Alcolumbre limitou-se a dizer que analisaria a questão, abstendo-se de marcar a data. Abespinhado, Vieira juntou-se ao colega Jorge Kajuru (Podemos-GO) para protocolar na Suprema Corte um mandado de segurança. A dupla pede ao Supremo que obrigue o Senado a cumprir a obrigação constitucional de sabatinar um candidato a ministro do próprio Supremo.

A novela ultrapassou as fronteiras do paroxismo. O Senado encontra-se agora na inusitada posição de ter de se defender de dois dos seus mais nefastos males, expostos no comportamento de Alcolumbre: o fisiologismo e o corporativismo. O pior é que, ao final do deprimente espetáculo, o nome de Mendonça deve ser referendado pela maioria dos senadores.

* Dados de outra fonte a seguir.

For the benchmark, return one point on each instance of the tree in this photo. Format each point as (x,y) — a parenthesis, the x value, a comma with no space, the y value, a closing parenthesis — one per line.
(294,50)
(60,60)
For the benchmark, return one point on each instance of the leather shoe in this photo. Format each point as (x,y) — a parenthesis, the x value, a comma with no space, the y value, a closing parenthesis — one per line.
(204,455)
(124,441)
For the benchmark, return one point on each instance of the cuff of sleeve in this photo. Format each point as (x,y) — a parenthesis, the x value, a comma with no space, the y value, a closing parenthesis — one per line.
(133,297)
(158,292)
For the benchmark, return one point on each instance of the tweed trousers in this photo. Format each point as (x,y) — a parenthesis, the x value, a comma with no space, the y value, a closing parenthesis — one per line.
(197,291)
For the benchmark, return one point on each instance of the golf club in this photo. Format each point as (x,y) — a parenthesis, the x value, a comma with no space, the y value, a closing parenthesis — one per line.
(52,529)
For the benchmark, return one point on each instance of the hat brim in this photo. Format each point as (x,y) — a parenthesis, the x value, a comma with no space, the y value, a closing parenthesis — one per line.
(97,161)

São muitos os processos judiciais e as investigações que encostam em Bolsonaro, na sua família e nos seus aliados. Confirmando-se a nomeação, Mendonça integrará a Segunda Turma do Supremo, cemitério dos processos da Lava Jato e outras encrencas criminais. Tramita nesta turma, por exemplo, recurso do primogênito Flávio Bolsonaro para assegurar foro privilegiado no caso da rachadinha.

O que Mendonça fará no Supremo, só ele e dirá. Mas Bolsonaro se encarregou de excluir da conjuntura qualquer vestígio de bom prenúncio. O presidente informou aos devotos do cercadinho que o ex-advogado-geral da União assumiu com ele dois compromissos: 1) Começar com uma oração toda primeira sessão da semana no Supremo Tribunal Federal; 2) "Almoçar uma vez por semana comigo."

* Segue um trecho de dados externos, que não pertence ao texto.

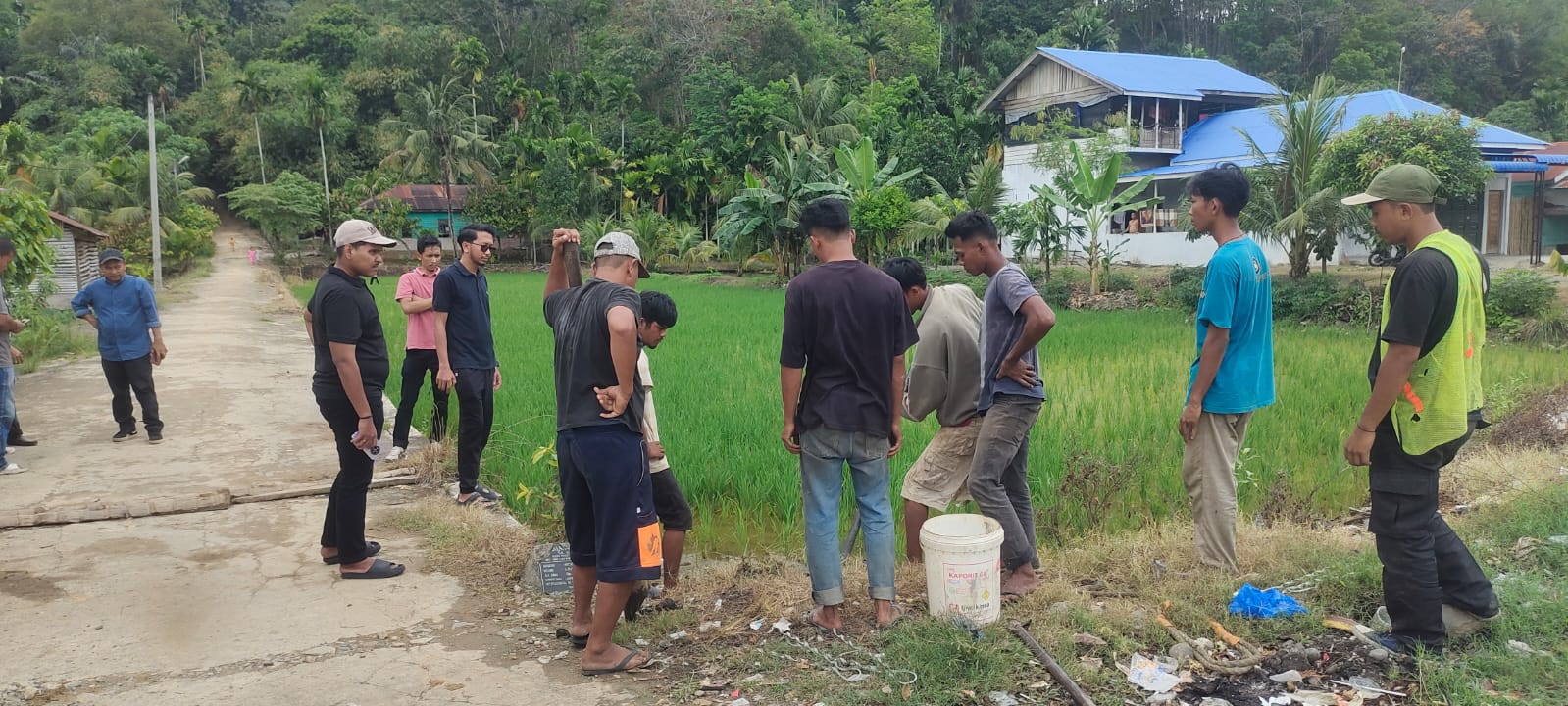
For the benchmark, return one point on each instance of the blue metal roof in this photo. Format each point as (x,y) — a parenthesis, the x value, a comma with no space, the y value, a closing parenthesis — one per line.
(1219,137)
(1515,167)
(1162,76)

Depois de emplacar Kassio Nunes Marques, uma toga escolhida para a poltrona do ex-decano Celso de Mello menos pelo currículo do que pelas doses de "tubaína" que dividiu com o capitão no Alvorada, Bolsonaro deseja dispor de uma toga do tipo "prato feito". Alguém que mastigue na mesa do Alvorada as decisões que tomará nos julgamentos da Suprema Corte.

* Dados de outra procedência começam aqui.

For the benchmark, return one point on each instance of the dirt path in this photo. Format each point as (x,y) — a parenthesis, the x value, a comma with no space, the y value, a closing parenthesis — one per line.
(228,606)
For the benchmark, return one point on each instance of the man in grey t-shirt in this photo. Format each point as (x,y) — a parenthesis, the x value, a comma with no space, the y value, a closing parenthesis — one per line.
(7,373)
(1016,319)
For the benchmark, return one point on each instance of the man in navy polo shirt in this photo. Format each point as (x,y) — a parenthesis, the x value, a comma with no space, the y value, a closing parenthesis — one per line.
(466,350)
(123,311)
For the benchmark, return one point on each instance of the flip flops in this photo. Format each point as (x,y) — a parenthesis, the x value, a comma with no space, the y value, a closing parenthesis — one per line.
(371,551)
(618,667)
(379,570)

Quer dizer: o presidente promoveu o pastor presbiteriano Mendonça da condição de "terrivelmente evangélico" para o posto de terrivelmente vassalo. É como se Bolsonaro exigisse do escolhido algo que não está previsto na Constituição: fidelidade.

Na seleção de Nunes Marques, prevaleceu o pressuposto de que o indicado tinha serviços a prestar ao presidente no Supremo. E Bolsonaro não tem do que se queixar. Na escolha de Mendonça, a lealdade do substituto foi previamente aferida por serviços já prestados ao presidente. Mendonça se esmerou para exibir utilidade prévia.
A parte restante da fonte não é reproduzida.